Added over 8 years ago

We had three fabulous models to work with on the day - one a professional, Ashleigh from Chadwick's Modeling Agency, one a semi-professional model and stylist named Swarna and the last a simply beautiful girl called Maud, who had never modelled before and was suggested to us by a friend at the 11th hour.

kashgar's photoshoot Where all naughty girls belong - in a cage kashgar's photoshoot

Our first shot was of Swarna inside a huge black Chinese birdcage made from brass and bamboo - we simply removed the base and placed it over the top of her (luckily she is very petite!).  She was completely nude except for some heavy silver tribal jewellery - a neck torque from the Hmong people of northern Thailand and cuffs and anklets from northern India - and emerald green feathers that I very luckily had left over from an old Mardi Gras costume - thank heavens for dress up boxes!   We placed Swarna and the birdcage up on a light table for maximum effect, then did a variation of the shot with the cage removed and the feathers worn as a skirt.

Our second shot involved a 19th Century life-size brass and wooden horse on wheels that we sourced earlier this year in India.  Each model was given a completely different look (Goddess, Lady Godiva, 1940's Socialite) and either placed on or near the horse, with a beautiful golden handmade Afghani carpet and flaming candelabra as backdrop. 

kashgar's photoshoot

We then shot a fabulous cowboy and Indian scene - probably my favourite of them all - with Swarna as the Indian in buckskin loincloth, feathers and war paint and Maud as the cowboy in huge fringed chaps with toy guns and a western shirt, in full 1940's glam make up and wearing a big fake black moustache.  The jewellery and props that we used are a combination of vintage and newly crafted Zuni, Navajo and Cheyenne Indian work - all pieces are available in our store or our catalog for sale.

 

And we shot some tribal concepts, just to showcase some of our more interesting tribal jewellery and textiles - a beautiful hand-dyed bedspread sized mud cloth from Mali in West Africa and some Naga headhunter bronze cuffs and torque.

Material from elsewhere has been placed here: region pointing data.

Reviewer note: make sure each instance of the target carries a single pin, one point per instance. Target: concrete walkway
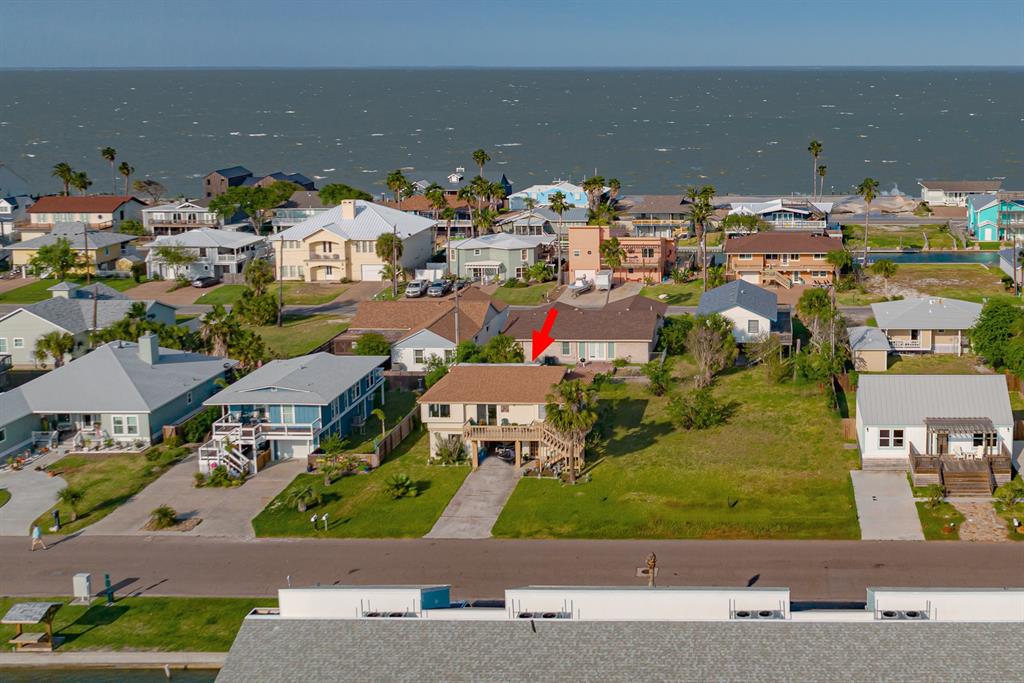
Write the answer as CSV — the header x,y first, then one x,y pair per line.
x,y
225,512
32,494
885,507
474,508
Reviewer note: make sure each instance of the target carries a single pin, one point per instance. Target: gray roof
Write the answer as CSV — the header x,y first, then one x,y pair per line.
x,y
868,339
908,399
114,378
308,380
927,313
274,650
371,221
739,293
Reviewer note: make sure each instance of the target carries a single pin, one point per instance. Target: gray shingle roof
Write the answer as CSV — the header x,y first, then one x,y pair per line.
x,y
739,293
868,339
927,313
273,650
308,380
115,378
907,399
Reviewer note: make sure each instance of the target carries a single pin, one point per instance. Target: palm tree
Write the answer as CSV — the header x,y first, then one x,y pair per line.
x,y
480,157
815,148
126,170
111,155
55,345
612,253
80,181
66,173
558,204
571,410
868,189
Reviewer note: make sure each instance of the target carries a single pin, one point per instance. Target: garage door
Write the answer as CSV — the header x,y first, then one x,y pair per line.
x,y
372,272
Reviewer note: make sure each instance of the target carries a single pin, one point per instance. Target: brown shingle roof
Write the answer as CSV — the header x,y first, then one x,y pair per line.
x,y
630,319
80,204
782,243
495,384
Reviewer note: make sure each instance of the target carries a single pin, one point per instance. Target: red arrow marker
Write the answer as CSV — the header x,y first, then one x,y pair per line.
x,y
542,338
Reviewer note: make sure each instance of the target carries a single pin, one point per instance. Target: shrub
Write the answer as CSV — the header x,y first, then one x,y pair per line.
x,y
401,485
699,410
163,517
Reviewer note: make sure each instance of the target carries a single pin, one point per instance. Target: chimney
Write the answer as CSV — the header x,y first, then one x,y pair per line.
x,y
148,348
347,209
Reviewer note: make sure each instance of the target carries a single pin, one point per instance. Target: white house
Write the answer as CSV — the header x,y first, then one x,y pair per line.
x,y
960,418
216,253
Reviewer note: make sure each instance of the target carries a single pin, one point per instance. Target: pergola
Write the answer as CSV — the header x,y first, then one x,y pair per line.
x,y
938,430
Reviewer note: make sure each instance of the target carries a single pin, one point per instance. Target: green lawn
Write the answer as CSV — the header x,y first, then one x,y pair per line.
x,y
898,238
357,506
199,625
934,519
777,470
299,335
686,294
524,296
396,406
107,481
37,290
300,294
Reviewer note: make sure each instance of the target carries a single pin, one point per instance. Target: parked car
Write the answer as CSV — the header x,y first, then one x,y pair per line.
x,y
416,289
206,281
439,288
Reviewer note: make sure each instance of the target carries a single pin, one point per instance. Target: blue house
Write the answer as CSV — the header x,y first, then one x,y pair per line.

And finally some natural turquoise...which proved to be quite tricky to shoot, as the turquoise simply would not stay put and kept sliding away.  Next time I'll take a tube of eye lash glue along and a staple gun...only kidding. Or am I?

 

Finally, I would like to say again that the shoot would not have been possible without our wonderful hair and make-up artist Justina. She nailed every look we wanted and was a complete professional from start to finish, even when I had trouble communicating my ideas to her and managed to leave half of my drawings at home.